WCAG Contrast Checker
Check the contrast ratio between two colors. Pass/fail verdict for WCAG AA and AAA at every text size.
Aa — Large text 24px / 18px bold
Aa — Normal text 16px
Aa — Small text 12px
What is this for?
WCAG (Web Content Accessibility Guidelines) defines minimum contrast ratios between text and background so people with low vision, colour-blindness, or those in bright glare conditions can still read your content reliably. This tool computes the exact contrast ratio between any two colours (ranging from 1:1 for identical colours to 21:1 for pure black on pure white) and tells you whether your pair passes WCAG 2.1 Level AA or AAA. It does this separately for normal text, large text, and UI components, using the W3C luminance formula without shortcuts.
When to use it
- Checking whether your brand colour on a white or coloured card meets accessibility standards before shipping.
- Picking button text or link colours that pass AA against a dark or brand-coloured background.
- Auditing a design system's colour tokens, one by one, before integrating them into code.
- Justifying a colour-change request to a stakeholder or designer with a concrete, objective pass/fail verdict.
- Testing chart elements, icons, and focus rings for sufficient contrast against their backgrounds.
- Verifying that hover, focus, and disabled states of interactive components still meet thresholds.
How it works
- Enter or pick colours. Input hex codes, RGB, or click the colour pickers to choose your foreground (text/element) and background colours.
- We compute luminance. The tool converts each colour to relative luminance using the sRGB formula defined in WCAG 2.1 (not a simple average).
- Calculate the ratio. We find the ratio of the lighter colour's luminance to the darker one's, always giving you a number between 1 and 21.
- Compare to thresholds. We check your ratio against the three WCAG 2.1 requirements and show you pass or fail for AA and AAA at each text size category.
Contrast thresholds
- Normal text (under 18pt or under 14pt bold): 4.5:1 for AA, 7:1 for AAA.
- Large text (18pt or larger, or 14pt bold or larger): 3:1 for AA, 4.5:1 for AAA.

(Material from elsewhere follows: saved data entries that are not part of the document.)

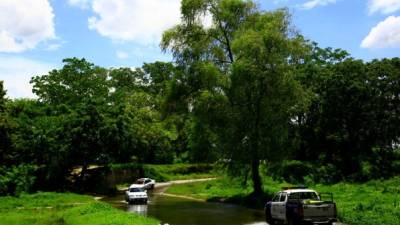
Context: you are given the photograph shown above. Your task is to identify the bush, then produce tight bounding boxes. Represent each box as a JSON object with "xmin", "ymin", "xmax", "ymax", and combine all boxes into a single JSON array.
[
  {"xmin": 269, "ymin": 160, "xmax": 313, "ymax": 184},
  {"xmin": 0, "ymin": 164, "xmax": 38, "ymax": 196},
  {"xmin": 313, "ymin": 163, "xmax": 342, "ymax": 184},
  {"xmin": 267, "ymin": 160, "xmax": 344, "ymax": 184}
]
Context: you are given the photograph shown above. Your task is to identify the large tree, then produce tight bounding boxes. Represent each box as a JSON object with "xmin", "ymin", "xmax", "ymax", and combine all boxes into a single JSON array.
[
  {"xmin": 0, "ymin": 81, "xmax": 11, "ymax": 164},
  {"xmin": 30, "ymin": 58, "xmax": 111, "ymax": 181},
  {"xmin": 162, "ymin": 0, "xmax": 310, "ymax": 195}
]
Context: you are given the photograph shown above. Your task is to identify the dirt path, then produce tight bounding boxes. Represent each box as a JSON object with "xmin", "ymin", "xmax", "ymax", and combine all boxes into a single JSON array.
[
  {"xmin": 118, "ymin": 177, "xmax": 217, "ymax": 192},
  {"xmin": 156, "ymin": 177, "xmax": 217, "ymax": 188}
]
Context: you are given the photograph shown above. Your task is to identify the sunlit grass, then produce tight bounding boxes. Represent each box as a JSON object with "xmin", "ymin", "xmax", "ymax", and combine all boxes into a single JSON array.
[
  {"xmin": 143, "ymin": 163, "xmax": 217, "ymax": 181},
  {"xmin": 0, "ymin": 192, "xmax": 159, "ymax": 225}
]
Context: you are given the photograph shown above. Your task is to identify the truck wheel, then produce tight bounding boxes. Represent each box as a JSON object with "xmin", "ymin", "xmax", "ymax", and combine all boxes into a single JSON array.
[
  {"xmin": 266, "ymin": 218, "xmax": 275, "ymax": 225},
  {"xmin": 287, "ymin": 218, "xmax": 299, "ymax": 225},
  {"xmin": 265, "ymin": 211, "xmax": 274, "ymax": 224}
]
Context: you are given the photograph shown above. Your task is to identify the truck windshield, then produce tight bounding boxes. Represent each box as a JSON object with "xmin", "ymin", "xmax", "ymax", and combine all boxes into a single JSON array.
[
  {"xmin": 288, "ymin": 192, "xmax": 319, "ymax": 201},
  {"xmin": 129, "ymin": 188, "xmax": 144, "ymax": 192}
]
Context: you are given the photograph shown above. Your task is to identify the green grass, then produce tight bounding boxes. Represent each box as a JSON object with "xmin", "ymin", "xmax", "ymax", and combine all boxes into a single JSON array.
[
  {"xmin": 167, "ymin": 176, "xmax": 289, "ymax": 202},
  {"xmin": 0, "ymin": 192, "xmax": 159, "ymax": 225},
  {"xmin": 143, "ymin": 163, "xmax": 216, "ymax": 181},
  {"xmin": 315, "ymin": 178, "xmax": 400, "ymax": 225},
  {"xmin": 166, "ymin": 176, "xmax": 400, "ymax": 225},
  {"xmin": 111, "ymin": 163, "xmax": 216, "ymax": 185}
]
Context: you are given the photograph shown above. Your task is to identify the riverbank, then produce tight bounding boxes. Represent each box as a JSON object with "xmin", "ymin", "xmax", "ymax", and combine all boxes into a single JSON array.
[
  {"xmin": 0, "ymin": 192, "xmax": 159, "ymax": 225},
  {"xmin": 166, "ymin": 176, "xmax": 400, "ymax": 225}
]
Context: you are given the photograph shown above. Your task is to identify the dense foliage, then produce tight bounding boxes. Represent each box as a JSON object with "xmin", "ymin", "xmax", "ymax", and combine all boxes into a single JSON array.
[
  {"xmin": 0, "ymin": 0, "xmax": 399, "ymax": 196},
  {"xmin": 293, "ymin": 50, "xmax": 400, "ymax": 182},
  {"xmin": 0, "ymin": 59, "xmax": 180, "ymax": 194}
]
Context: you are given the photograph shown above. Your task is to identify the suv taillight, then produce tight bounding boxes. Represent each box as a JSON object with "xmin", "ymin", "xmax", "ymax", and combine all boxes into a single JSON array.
[{"xmin": 298, "ymin": 206, "xmax": 304, "ymax": 217}]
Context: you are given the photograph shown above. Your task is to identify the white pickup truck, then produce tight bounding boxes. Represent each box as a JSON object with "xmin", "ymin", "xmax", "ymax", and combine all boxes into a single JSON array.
[{"xmin": 265, "ymin": 187, "xmax": 337, "ymax": 225}]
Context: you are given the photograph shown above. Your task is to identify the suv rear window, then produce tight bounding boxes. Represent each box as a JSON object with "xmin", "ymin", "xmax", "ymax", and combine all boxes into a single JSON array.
[{"xmin": 288, "ymin": 192, "xmax": 319, "ymax": 201}]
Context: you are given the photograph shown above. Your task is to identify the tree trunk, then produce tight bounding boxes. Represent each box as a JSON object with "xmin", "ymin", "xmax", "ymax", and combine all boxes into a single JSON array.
[
  {"xmin": 242, "ymin": 167, "xmax": 249, "ymax": 186},
  {"xmin": 251, "ymin": 158, "xmax": 263, "ymax": 196}
]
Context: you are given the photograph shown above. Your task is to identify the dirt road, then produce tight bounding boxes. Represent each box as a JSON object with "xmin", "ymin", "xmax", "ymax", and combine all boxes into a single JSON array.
[{"xmin": 118, "ymin": 177, "xmax": 217, "ymax": 192}]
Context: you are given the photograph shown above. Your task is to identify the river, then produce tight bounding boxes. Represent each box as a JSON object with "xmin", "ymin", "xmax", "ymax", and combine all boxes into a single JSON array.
[{"xmin": 102, "ymin": 186, "xmax": 267, "ymax": 225}]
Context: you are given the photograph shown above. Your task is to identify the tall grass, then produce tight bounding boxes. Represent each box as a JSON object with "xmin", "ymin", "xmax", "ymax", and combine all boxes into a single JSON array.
[{"xmin": 315, "ymin": 178, "xmax": 400, "ymax": 225}]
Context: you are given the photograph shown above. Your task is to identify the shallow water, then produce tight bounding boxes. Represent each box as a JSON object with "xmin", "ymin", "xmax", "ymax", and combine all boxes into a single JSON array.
[{"xmin": 102, "ymin": 188, "xmax": 267, "ymax": 225}]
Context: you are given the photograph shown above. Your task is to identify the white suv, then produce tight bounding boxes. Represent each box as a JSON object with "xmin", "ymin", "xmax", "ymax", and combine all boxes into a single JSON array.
[
  {"xmin": 125, "ymin": 184, "xmax": 148, "ymax": 204},
  {"xmin": 135, "ymin": 178, "xmax": 156, "ymax": 190}
]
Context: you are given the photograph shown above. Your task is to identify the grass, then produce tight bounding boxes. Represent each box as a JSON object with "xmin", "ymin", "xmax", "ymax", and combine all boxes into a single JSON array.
[
  {"xmin": 315, "ymin": 178, "xmax": 400, "ymax": 225},
  {"xmin": 166, "ymin": 176, "xmax": 400, "ymax": 225},
  {"xmin": 116, "ymin": 163, "xmax": 216, "ymax": 190},
  {"xmin": 143, "ymin": 163, "xmax": 216, "ymax": 181},
  {"xmin": 112, "ymin": 163, "xmax": 216, "ymax": 190},
  {"xmin": 166, "ymin": 176, "xmax": 287, "ymax": 207},
  {"xmin": 0, "ymin": 192, "xmax": 159, "ymax": 225}
]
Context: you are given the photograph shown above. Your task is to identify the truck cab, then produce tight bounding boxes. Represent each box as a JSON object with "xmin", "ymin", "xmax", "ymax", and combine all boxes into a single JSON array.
[{"xmin": 265, "ymin": 187, "xmax": 337, "ymax": 225}]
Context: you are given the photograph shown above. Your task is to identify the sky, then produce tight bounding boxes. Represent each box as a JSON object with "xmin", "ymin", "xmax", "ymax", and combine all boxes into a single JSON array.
[{"xmin": 0, "ymin": 0, "xmax": 399, "ymax": 98}]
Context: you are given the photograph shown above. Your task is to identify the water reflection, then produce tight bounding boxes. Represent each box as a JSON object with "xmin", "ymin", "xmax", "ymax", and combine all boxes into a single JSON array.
[
  {"xmin": 103, "ymin": 190, "xmax": 268, "ymax": 225},
  {"xmin": 127, "ymin": 203, "xmax": 148, "ymax": 215},
  {"xmin": 244, "ymin": 223, "xmax": 268, "ymax": 225}
]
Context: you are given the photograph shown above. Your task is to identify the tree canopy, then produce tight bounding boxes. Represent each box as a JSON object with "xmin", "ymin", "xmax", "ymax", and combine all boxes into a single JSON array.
[{"xmin": 1, "ymin": 0, "xmax": 400, "ymax": 196}]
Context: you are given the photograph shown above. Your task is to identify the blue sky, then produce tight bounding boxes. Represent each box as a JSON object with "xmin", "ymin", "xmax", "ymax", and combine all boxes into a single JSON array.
[{"xmin": 0, "ymin": 0, "xmax": 400, "ymax": 98}]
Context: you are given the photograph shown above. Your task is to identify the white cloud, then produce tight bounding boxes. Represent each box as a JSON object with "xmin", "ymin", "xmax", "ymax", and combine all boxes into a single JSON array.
[
  {"xmin": 361, "ymin": 16, "xmax": 400, "ymax": 49},
  {"xmin": 300, "ymin": 0, "xmax": 337, "ymax": 10},
  {"xmin": 202, "ymin": 12, "xmax": 213, "ymax": 29},
  {"xmin": 368, "ymin": 0, "xmax": 400, "ymax": 14},
  {"xmin": 45, "ymin": 43, "xmax": 62, "ymax": 51},
  {"xmin": 68, "ymin": 0, "xmax": 92, "ymax": 9},
  {"xmin": 0, "ymin": 0, "xmax": 55, "ymax": 53},
  {"xmin": 0, "ymin": 57, "xmax": 55, "ymax": 98},
  {"xmin": 87, "ymin": 0, "xmax": 181, "ymax": 46},
  {"xmin": 116, "ymin": 50, "xmax": 129, "ymax": 59}
]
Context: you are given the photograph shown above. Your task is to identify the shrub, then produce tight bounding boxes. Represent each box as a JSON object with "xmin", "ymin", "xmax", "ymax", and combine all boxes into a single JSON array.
[
  {"xmin": 268, "ymin": 160, "xmax": 313, "ymax": 184},
  {"xmin": 0, "ymin": 164, "xmax": 38, "ymax": 196},
  {"xmin": 312, "ymin": 163, "xmax": 343, "ymax": 184}
]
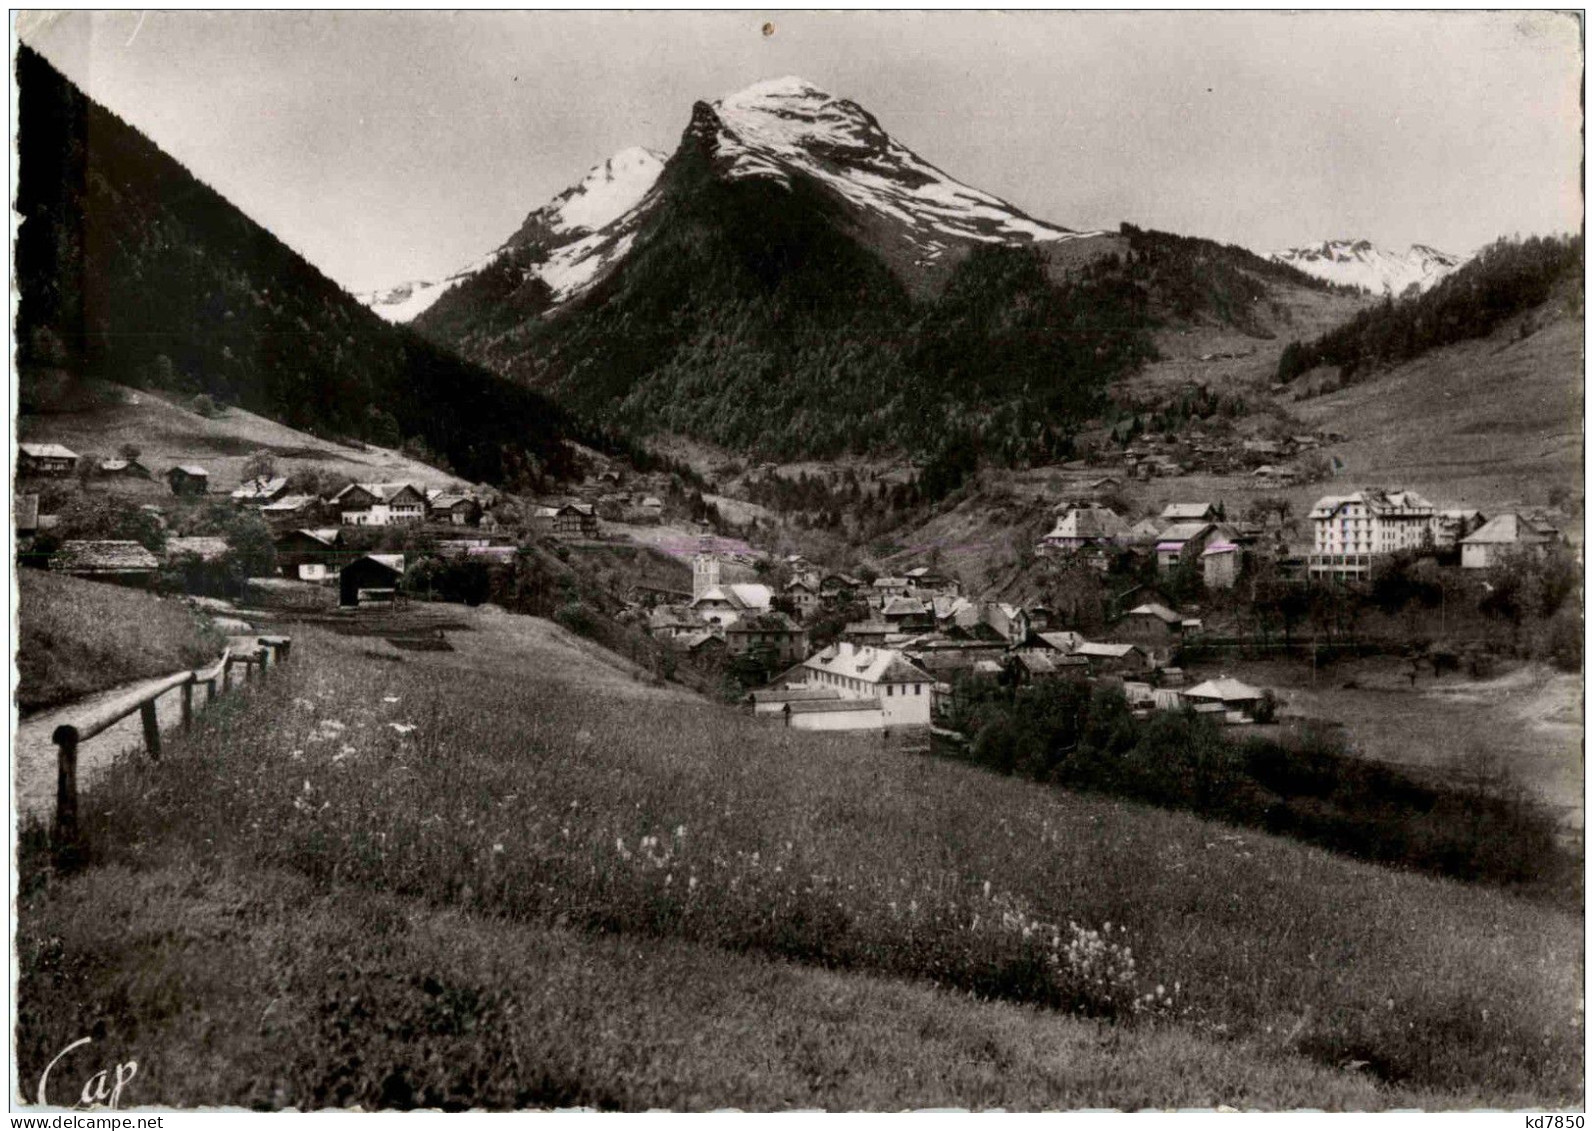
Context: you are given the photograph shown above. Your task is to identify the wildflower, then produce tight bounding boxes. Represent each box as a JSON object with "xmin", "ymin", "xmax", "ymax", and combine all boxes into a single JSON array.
[
  {"xmin": 674, "ymin": 824, "xmax": 686, "ymax": 839},
  {"xmin": 983, "ymin": 880, "xmax": 992, "ymax": 899},
  {"xmin": 688, "ymin": 875, "xmax": 698, "ymax": 891},
  {"xmin": 390, "ymin": 723, "xmax": 416, "ymax": 735},
  {"xmin": 492, "ymin": 843, "xmax": 504, "ymax": 854},
  {"xmin": 382, "ymin": 696, "xmax": 400, "ymax": 703}
]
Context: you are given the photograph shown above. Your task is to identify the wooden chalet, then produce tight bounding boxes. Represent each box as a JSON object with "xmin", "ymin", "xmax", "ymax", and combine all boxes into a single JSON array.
[
  {"xmin": 18, "ymin": 442, "xmax": 78, "ymax": 477},
  {"xmin": 167, "ymin": 465, "xmax": 211, "ymax": 496}
]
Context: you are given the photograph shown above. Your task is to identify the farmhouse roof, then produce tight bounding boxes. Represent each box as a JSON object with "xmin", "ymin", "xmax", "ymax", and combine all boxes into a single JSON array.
[
  {"xmin": 727, "ymin": 583, "xmax": 773, "ymax": 609},
  {"xmin": 803, "ymin": 642, "xmax": 934, "ymax": 685},
  {"xmin": 1127, "ymin": 603, "xmax": 1182, "ymax": 624},
  {"xmin": 230, "ymin": 476, "xmax": 289, "ymax": 500},
  {"xmin": 334, "ymin": 482, "xmax": 421, "ymax": 504},
  {"xmin": 1201, "ymin": 541, "xmax": 1240, "ymax": 557},
  {"xmin": 283, "ymin": 528, "xmax": 339, "ymax": 548},
  {"xmin": 727, "ymin": 611, "xmax": 801, "ymax": 633},
  {"xmin": 1035, "ymin": 631, "xmax": 1086, "ymax": 653},
  {"xmin": 166, "ymin": 536, "xmax": 231, "ymax": 562},
  {"xmin": 172, "ymin": 465, "xmax": 210, "ymax": 477},
  {"xmin": 1044, "ymin": 506, "xmax": 1129, "ymax": 541},
  {"xmin": 1074, "ymin": 642, "xmax": 1139, "ymax": 659},
  {"xmin": 261, "ymin": 494, "xmax": 316, "ymax": 512},
  {"xmin": 1161, "ymin": 503, "xmax": 1216, "ymax": 521},
  {"xmin": 1461, "ymin": 513, "xmax": 1553, "ymax": 546},
  {"xmin": 20, "ymin": 442, "xmax": 78, "ymax": 459},
  {"xmin": 749, "ymin": 687, "xmax": 841, "ymax": 705},
  {"xmin": 785, "ymin": 698, "xmax": 883, "ymax": 715},
  {"xmin": 1156, "ymin": 521, "xmax": 1215, "ymax": 545},
  {"xmin": 881, "ymin": 596, "xmax": 930, "ymax": 616},
  {"xmin": 1185, "ymin": 678, "xmax": 1264, "ymax": 703},
  {"xmin": 641, "ymin": 496, "xmax": 663, "ymax": 508},
  {"xmin": 50, "ymin": 540, "xmax": 159, "ymax": 573}
]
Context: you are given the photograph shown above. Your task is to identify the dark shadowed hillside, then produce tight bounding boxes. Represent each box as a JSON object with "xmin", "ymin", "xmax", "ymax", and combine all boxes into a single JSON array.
[{"xmin": 14, "ymin": 45, "xmax": 577, "ymax": 488}]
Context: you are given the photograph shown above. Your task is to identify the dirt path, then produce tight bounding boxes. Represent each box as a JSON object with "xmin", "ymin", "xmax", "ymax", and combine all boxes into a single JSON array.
[{"xmin": 14, "ymin": 634, "xmax": 267, "ymax": 823}]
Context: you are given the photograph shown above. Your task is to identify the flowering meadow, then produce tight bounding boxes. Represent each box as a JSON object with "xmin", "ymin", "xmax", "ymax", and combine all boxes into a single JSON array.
[{"xmin": 16, "ymin": 611, "xmax": 1584, "ymax": 1107}]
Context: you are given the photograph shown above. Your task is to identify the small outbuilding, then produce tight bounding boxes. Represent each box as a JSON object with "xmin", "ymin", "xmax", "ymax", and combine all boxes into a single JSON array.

- UI components and graphics (buttons, icons, focus rings, form borders, data visualisation elements): 3:1 for AA only. No AAA level defined for this category.
Common gotchas
- Large text is larger than you think. 18pt is roughly 24px. 14pt bold is roughly 19px bold. Body copy at 16px does not qualify as large text — it still needs 4.5:1 to pass AA.
- Backgrounds matter. The ratio is computed between specific pixel colours. If your text sits over a photograph or gradient, measure against the actual average background colour at that location, not a generic one.
- 4.5:1 is a floor, not a goal. Comfortable reading, especially for body text and users with astigmatism, usually requires 7:1 or higher. Aim above the minimum.
- State changes count. If your button passes AA at rest but fails on
:hover,:focus, or:active, that is a real accessibility bug. Test every state. - Transparency complicates things. If your foreground colour has alpha blending, calculate against the actual rendered colour composited over the background, not the original hex value.
- WCAG 2.1 is the legal standard. APCA (Accessible Perceptual Contrast Algorithm), proposed for WCAG 3, uses different maths. Use this tool's WCAG 2.1 results when meeting EN 301 549, ADA, or AA conformance claims.